To be perfectly honest, I would love for them to rip out and replace the Omnimover as that thing is a clunky old beast that should have been replaced 20 years ago and is the ride's biggest embarrassment. The story of human communication as covered by Spaceship Earth's animatronic show scenes is perfect as is, in my opinion. Thank the Phoenicians.
 

MrPromey

Well-Known Member
I'm not an expert on papyrus vs. paper without spending ten minutes on Google for a topic I'm not entirely excited about, but I do know that the Egyptians invented papyrus scrolls around 1500 B.C.

Paper wasn't invented in China until around the early A.D. centuries. So the Egyptians got the concept down first, and the Islamic empires seem to have spread the concept east into Eurasia.

Which gets to my point. You can only cover so much ground in a 15 minute dark ride with a half dozen major show scenes. So let's just do hits and highlights. The Egyptians got there first by at least a thousand years, and thus deserve the mention and the show scene.
But they "waste space" with things like the carving of statues and the Sistine Chapel which, while relevant to human history are not exactly major influences to world communication... and the Egyptians beat renaissance on statue making by a few thousand years, too... not to mention the Romans and Greeks would probably like a word if we're getting into that kind of thing, too.

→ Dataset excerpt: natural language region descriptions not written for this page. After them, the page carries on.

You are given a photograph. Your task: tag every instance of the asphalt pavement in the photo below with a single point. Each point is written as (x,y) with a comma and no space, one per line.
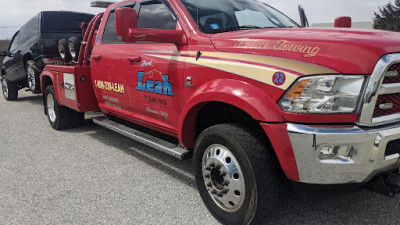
(90,175)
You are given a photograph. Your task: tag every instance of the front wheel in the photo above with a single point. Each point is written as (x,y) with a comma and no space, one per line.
(33,73)
(235,175)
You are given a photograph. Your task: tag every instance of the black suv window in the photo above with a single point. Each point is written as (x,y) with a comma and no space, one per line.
(156,15)
(14,42)
(30,29)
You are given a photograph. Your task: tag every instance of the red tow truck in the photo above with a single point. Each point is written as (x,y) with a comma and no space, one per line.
(245,91)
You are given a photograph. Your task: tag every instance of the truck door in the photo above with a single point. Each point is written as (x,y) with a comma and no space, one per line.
(151,79)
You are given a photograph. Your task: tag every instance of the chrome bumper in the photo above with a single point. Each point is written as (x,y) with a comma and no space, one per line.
(342,154)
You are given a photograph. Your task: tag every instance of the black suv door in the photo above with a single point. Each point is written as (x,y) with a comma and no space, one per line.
(13,65)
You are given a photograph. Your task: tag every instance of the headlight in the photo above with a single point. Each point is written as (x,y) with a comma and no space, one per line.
(323,94)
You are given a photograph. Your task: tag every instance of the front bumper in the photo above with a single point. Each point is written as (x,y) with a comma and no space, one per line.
(342,154)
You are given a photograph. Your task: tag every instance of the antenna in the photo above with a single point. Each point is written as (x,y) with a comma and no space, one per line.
(101,4)
(198,55)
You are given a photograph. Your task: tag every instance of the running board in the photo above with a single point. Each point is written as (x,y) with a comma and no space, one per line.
(146,139)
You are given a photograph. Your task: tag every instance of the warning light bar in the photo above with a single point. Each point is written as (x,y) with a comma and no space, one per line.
(101,4)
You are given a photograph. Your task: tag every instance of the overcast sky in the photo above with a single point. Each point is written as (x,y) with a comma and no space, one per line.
(14,13)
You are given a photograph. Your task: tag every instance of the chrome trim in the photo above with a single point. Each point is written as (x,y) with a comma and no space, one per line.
(366,159)
(376,88)
(151,141)
(389,89)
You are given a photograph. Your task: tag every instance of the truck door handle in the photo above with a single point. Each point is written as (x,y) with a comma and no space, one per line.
(134,59)
(96,57)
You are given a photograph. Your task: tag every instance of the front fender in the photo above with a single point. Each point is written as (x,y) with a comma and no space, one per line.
(237,93)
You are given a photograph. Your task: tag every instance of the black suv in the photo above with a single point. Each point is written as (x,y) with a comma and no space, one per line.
(34,46)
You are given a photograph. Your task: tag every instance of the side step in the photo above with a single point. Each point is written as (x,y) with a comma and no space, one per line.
(146,139)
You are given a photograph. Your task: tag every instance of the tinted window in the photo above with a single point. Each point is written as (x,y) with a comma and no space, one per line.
(64,22)
(14,43)
(30,29)
(156,15)
(109,35)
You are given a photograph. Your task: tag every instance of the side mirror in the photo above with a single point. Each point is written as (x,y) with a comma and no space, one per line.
(126,27)
(303,17)
(343,21)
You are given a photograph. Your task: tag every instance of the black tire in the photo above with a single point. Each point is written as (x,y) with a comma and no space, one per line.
(9,89)
(63,50)
(33,76)
(60,117)
(255,182)
(74,44)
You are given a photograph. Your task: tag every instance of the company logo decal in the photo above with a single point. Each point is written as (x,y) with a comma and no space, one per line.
(281,45)
(145,63)
(148,83)
(279,78)
(109,86)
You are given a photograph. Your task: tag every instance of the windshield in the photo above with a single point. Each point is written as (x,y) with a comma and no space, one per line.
(216,16)
(64,21)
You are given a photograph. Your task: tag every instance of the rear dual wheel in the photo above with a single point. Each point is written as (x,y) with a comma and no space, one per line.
(60,117)
(235,175)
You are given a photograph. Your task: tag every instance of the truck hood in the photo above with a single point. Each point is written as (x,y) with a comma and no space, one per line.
(347,51)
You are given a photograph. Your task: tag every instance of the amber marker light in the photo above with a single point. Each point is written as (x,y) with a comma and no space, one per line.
(297,90)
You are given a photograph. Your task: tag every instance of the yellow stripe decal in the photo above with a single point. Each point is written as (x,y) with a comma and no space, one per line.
(298,66)
(294,65)
(255,72)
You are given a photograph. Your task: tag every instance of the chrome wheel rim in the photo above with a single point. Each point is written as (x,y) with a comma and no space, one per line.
(4,87)
(223,177)
(50,108)
(31,78)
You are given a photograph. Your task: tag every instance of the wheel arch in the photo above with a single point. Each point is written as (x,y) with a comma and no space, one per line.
(240,98)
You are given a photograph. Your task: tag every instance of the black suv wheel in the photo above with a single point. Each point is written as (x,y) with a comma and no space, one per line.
(33,73)
(9,89)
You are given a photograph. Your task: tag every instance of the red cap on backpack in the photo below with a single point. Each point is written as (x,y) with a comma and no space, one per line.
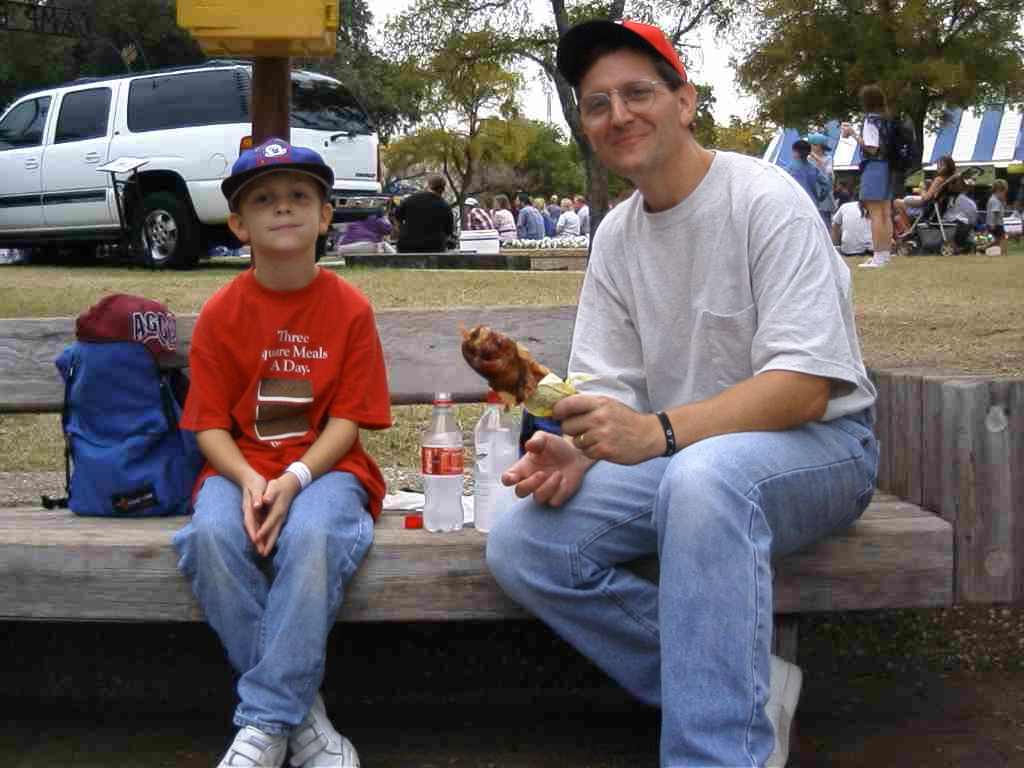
(122,316)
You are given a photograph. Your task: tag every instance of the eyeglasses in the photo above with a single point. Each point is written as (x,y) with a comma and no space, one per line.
(637,96)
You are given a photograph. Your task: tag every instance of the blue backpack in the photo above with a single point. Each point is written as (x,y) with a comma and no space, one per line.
(124,453)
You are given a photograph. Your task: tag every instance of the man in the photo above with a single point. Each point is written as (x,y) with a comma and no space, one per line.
(477,218)
(554,210)
(729,421)
(583,211)
(529,224)
(425,220)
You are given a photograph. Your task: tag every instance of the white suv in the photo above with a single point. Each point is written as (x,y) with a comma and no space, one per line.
(189,123)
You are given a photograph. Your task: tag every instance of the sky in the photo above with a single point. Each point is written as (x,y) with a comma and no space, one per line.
(708,64)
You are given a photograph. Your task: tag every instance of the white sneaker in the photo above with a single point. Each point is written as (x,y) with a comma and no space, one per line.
(786,680)
(255,749)
(315,743)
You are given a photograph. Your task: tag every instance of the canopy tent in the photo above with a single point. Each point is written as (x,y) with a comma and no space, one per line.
(992,137)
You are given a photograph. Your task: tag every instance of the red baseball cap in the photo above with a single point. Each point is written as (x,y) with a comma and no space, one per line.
(122,316)
(574,45)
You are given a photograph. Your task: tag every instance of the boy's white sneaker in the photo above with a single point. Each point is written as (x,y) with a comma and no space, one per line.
(786,680)
(315,743)
(255,749)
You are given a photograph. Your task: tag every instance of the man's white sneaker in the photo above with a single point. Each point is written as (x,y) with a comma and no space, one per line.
(315,743)
(786,680)
(255,749)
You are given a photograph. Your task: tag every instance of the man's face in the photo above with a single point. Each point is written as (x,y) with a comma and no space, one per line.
(282,211)
(635,142)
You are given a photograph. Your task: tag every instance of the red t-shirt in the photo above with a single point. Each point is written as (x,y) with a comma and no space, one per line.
(271,367)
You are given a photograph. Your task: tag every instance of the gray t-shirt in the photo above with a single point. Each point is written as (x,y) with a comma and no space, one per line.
(738,279)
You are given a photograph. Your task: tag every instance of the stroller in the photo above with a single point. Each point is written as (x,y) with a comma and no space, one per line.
(931,231)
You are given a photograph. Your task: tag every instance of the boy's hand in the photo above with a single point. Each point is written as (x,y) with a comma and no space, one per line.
(276,502)
(252,504)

Don't get me wrong - I don't want any of this stuff removed. I also know we can't have it both ways - something would have to be removed for something to be added so like @LittleBuford, I'm conflicted on this.
 

TP2000

Well-Known Member
With all due respect, you haven't exactly proven yourself qualified to assess the historical soundness of the story the ride tells.

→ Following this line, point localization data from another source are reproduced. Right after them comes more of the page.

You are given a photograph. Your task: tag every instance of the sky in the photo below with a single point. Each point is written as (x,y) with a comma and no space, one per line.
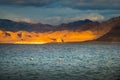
(55,12)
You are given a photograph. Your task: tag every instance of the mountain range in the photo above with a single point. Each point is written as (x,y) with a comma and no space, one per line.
(78,31)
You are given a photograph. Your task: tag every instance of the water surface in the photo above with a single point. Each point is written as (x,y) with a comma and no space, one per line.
(60,62)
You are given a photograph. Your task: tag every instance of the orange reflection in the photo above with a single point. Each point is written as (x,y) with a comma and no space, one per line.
(24,37)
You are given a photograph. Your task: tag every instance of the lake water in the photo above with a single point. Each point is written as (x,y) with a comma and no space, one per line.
(60,62)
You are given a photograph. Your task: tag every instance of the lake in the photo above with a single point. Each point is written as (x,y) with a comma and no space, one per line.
(72,61)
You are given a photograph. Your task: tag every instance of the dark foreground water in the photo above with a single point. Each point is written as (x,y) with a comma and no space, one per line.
(60,62)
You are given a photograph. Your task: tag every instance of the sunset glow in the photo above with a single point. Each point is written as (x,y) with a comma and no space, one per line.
(24,37)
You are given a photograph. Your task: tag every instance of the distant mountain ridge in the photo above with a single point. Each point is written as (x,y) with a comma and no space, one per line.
(10,25)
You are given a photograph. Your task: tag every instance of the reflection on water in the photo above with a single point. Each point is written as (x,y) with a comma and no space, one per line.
(60,62)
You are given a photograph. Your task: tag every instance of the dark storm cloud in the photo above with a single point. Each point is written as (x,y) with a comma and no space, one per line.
(77,4)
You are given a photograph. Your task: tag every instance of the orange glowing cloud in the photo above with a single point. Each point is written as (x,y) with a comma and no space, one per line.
(24,37)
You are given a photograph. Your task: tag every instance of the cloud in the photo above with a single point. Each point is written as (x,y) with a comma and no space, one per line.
(58,20)
(77,4)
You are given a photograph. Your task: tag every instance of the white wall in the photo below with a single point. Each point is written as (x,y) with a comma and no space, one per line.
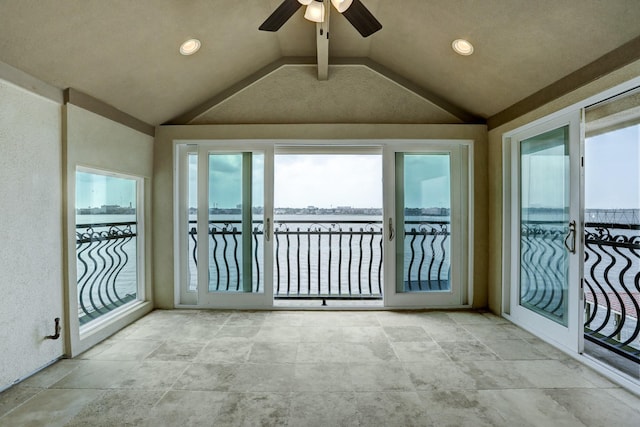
(30,232)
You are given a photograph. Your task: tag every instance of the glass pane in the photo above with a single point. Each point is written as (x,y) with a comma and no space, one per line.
(192,206)
(544,210)
(235,232)
(424,218)
(328,227)
(106,242)
(612,245)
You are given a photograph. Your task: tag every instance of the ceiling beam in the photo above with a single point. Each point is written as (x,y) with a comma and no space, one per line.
(322,45)
(460,113)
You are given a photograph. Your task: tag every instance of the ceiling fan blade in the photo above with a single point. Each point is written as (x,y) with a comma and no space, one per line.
(362,19)
(280,15)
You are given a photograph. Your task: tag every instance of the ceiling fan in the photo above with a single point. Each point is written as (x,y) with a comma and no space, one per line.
(355,12)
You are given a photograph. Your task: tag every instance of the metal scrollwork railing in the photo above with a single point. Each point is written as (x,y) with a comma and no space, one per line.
(225,255)
(323,259)
(328,260)
(611,280)
(427,252)
(106,268)
(612,287)
(543,261)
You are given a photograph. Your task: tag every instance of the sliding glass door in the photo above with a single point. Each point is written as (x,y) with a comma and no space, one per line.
(224,201)
(406,243)
(427,225)
(545,247)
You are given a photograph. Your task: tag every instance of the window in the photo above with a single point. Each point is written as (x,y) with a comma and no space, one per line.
(108,243)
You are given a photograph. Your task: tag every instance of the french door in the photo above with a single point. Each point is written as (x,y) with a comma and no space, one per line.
(224,230)
(546,250)
(427,204)
(227,237)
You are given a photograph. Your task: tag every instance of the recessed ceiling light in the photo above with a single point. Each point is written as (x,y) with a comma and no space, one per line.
(190,47)
(462,47)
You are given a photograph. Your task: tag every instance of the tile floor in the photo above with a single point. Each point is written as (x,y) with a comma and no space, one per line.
(375,368)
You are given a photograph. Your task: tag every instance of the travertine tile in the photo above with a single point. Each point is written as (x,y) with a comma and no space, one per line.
(419,351)
(440,376)
(391,409)
(186,408)
(96,374)
(467,350)
(322,377)
(225,350)
(52,408)
(596,407)
(15,396)
(117,408)
(406,333)
(230,368)
(273,352)
(176,351)
(152,375)
(322,409)
(253,409)
(389,376)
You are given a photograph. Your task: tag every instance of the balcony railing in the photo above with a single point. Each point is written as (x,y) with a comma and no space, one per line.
(612,287)
(328,260)
(106,268)
(611,280)
(324,259)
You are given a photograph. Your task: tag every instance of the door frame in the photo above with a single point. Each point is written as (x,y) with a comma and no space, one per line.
(461,161)
(270,147)
(569,338)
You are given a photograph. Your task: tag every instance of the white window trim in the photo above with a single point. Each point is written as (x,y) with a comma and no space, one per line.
(83,338)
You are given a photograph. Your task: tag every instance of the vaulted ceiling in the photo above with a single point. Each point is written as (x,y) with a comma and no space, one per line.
(125,52)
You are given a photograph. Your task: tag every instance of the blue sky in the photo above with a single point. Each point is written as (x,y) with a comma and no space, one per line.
(94,190)
(612,179)
(612,169)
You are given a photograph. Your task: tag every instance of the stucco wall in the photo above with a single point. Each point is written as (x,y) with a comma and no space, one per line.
(30,232)
(164,181)
(93,141)
(495,167)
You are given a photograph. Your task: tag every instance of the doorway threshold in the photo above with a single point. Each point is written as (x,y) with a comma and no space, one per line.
(315,304)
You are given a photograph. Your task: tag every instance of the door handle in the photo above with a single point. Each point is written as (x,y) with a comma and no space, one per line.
(267,229)
(571,235)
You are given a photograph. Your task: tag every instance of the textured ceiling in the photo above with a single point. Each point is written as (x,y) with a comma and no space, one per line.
(354,94)
(125,52)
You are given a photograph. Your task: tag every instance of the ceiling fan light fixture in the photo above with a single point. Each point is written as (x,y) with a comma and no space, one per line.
(341,5)
(315,11)
(190,47)
(462,47)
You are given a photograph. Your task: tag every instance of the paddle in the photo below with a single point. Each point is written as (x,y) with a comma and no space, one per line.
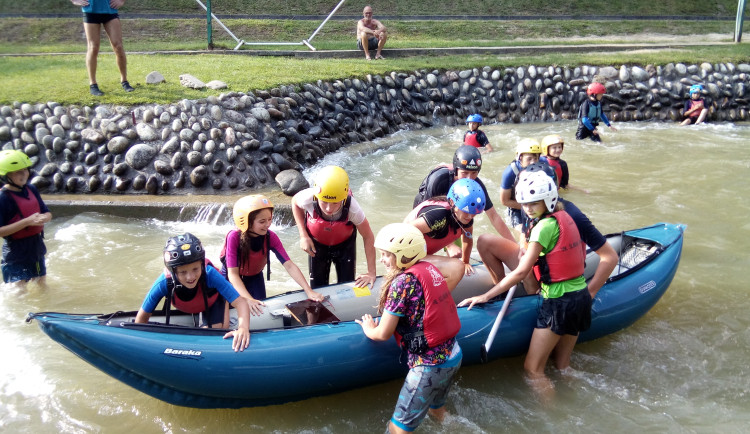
(496,326)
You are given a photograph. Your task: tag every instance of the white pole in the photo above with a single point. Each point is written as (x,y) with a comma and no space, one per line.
(325,21)
(738,22)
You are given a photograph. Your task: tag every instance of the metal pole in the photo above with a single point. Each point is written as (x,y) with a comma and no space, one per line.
(738,23)
(209,30)
(326,20)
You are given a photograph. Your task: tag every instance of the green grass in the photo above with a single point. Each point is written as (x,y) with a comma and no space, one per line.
(403,7)
(62,78)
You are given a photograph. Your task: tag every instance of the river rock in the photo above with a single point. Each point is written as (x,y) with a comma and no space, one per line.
(140,155)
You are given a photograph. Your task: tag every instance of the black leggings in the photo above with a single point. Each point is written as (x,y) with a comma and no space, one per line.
(343,255)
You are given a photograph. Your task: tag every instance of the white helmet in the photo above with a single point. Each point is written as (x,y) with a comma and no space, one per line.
(536,186)
(404,241)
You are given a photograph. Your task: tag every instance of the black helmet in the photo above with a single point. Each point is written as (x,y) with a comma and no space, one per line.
(182,250)
(541,166)
(467,158)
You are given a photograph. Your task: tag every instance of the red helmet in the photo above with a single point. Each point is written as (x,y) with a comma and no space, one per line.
(596,89)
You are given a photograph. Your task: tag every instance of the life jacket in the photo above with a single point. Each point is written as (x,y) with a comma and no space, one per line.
(25,206)
(567,258)
(435,244)
(470,138)
(555,164)
(255,260)
(440,319)
(693,103)
(195,300)
(330,232)
(594,112)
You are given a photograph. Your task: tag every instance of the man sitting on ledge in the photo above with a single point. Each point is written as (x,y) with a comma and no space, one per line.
(371,34)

I'm not qualified to assess the soundness of any story for any ride, as I'm not trained to write narration, or even trained to pick out the wallpaper for the CM break room. I'm just a reasonably intelligent theme park customer who goes on those rides.

On this topic of "including more cultures into the story" perhaps I am influenced because I am an American that has a fondness for native American cultures, particularly of the West Coast that arrived here at least 12,000 years ago, so maybe I was misunderstanding your point. As the PC craze now is to pretend all cultures are equal, even though they clearly were not when it came to technology.

You seemed to infer (again, I may have misunderstood) that Spaceship Earth needed to include many more of the world's cultures. Even though many of those cultures were thousands of years behind the cultures the dark ride is mostly covering; the Europeans and northern Africans who invented and moved human communication technology forward from 1500 B.C. to the present day.

The native cultures of the Americas and Australia were many centuries behind Europe, and they didn't invent or create anything that hadn't already been invented in Eurasia and Africa a thousand years or more before. The lone exception seems to be the Egyptian Papyrus Circa 1500 B.C. vs Chinese Paper Circa 100 A.D. issue. So add a quick line into the narration that mentions Chinese paper coming along a thousand years after Egyptian papyrus.

But to remove or replace any of the current show scenes, just so we can add in something like a Salish speaking longhouse storyteller in western North America circa 1700 A.D. seems pandering and silly to me.